BEYROUTH: Il faut donner à l'armée libanaise les moyens de désarmer le Hezbollah pro-iranien, a affirmé à l'AFP le chef de la diplomatie française Jean-Noël Barrot, attendu vendredi à Beyrouth dans le cadre d'une tournée régionale.

"La vision de la France au Liban, c'est celle d'un État fort, souverain, disposant du monopole des armes (...). La première étape pour accomplir cette mission, c'est de donner aux forces armées libanaises les moyens de poursuivre le travail de désarmement du Hezbollah", a déclaré le ministre.

Jean-Noël Barrot a indiqué se rendre à Beyrouth "pour préparer la conférence consacrée au soutien aux forces armées libanaises" que Paris accueille le 5 mars.

Seul groupe libanais armé, le Hezbollah est sorti affaibli de sa dernière guerre avec Israël, qui a pris fin en novembre 2024.

Conformément à l'accord de cessez-le-feu, l'armée libanaise a annoncé début janvier avoir achevé la première phase de son plan de désarmement du Hezbollah, qui couvre la région entre la frontière israélienne et le fleuve Litani, une trentaine de kilomètres plus au nord.

"Le gouvernement libanais a pris ses responsabilités en engageant et en menant jusqu'à son terme la première phase de ce plan de désarmement", a souligné Jean-Noël Barrot.

"C'est la deuxième phase qui doit désormais s'ouvrir et le plan associé à cette deuxième phase doit être présenté dans les prochains jours, et en tout état de cause avant que la conférence ne se tienne", a-t-il poursuivi.

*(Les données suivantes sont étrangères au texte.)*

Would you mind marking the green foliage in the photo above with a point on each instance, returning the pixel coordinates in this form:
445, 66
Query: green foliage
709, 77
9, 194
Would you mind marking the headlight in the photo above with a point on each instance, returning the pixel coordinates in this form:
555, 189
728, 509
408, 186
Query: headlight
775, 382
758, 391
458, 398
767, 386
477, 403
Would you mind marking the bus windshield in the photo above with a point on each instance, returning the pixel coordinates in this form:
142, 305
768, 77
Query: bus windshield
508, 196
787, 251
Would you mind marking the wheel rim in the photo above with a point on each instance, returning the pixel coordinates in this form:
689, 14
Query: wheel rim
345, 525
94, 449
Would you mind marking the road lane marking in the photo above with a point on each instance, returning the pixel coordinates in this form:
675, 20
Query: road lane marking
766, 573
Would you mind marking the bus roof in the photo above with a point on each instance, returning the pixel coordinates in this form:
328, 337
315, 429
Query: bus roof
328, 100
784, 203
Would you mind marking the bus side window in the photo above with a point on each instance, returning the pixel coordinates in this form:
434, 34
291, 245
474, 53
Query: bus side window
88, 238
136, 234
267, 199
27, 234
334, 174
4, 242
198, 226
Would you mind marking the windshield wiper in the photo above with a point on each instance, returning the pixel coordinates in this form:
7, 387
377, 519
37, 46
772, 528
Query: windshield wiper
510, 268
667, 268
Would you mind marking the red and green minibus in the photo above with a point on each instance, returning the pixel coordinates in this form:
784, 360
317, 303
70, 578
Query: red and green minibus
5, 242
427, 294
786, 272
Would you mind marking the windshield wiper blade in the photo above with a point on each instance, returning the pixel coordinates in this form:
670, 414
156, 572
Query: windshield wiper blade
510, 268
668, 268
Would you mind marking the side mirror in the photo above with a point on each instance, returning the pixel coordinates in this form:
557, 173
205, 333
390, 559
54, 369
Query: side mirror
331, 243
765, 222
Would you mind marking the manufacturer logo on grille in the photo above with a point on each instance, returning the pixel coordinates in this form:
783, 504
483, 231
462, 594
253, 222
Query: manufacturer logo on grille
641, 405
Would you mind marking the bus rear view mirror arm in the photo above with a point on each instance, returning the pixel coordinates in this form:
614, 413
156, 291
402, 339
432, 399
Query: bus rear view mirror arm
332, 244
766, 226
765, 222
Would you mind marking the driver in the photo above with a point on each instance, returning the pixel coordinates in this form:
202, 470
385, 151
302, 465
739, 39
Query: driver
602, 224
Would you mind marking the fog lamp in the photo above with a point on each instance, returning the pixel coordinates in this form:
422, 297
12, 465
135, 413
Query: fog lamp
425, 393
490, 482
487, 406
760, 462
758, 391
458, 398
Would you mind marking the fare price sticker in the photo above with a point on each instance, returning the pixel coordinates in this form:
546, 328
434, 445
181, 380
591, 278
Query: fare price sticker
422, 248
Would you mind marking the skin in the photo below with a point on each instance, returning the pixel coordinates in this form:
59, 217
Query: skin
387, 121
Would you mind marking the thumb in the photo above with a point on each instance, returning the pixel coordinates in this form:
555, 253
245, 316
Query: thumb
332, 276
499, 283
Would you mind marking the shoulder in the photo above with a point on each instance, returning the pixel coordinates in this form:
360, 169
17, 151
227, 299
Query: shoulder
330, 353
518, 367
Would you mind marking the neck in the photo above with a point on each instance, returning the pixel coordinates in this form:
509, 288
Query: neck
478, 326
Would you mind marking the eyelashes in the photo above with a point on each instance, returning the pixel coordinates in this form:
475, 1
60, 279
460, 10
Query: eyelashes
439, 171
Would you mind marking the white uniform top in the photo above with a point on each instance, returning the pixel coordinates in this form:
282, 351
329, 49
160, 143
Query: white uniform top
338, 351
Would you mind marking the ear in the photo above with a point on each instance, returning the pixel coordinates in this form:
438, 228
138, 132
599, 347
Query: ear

La deuxième phase du plan concerne le secteur entre le Litani et le fleuve Awali, à une quarantaine de km au sud de Beyrouth. Le Hezbollah affirme refuser de remettre ses armes au nord du Litani.

Le ministre français des Affaires étrangères doit rencontrer vendredi les principaux responsables libanais à Beyrouth, dernière étape d'une tournée qui l'a mené en Syrie et en Irak.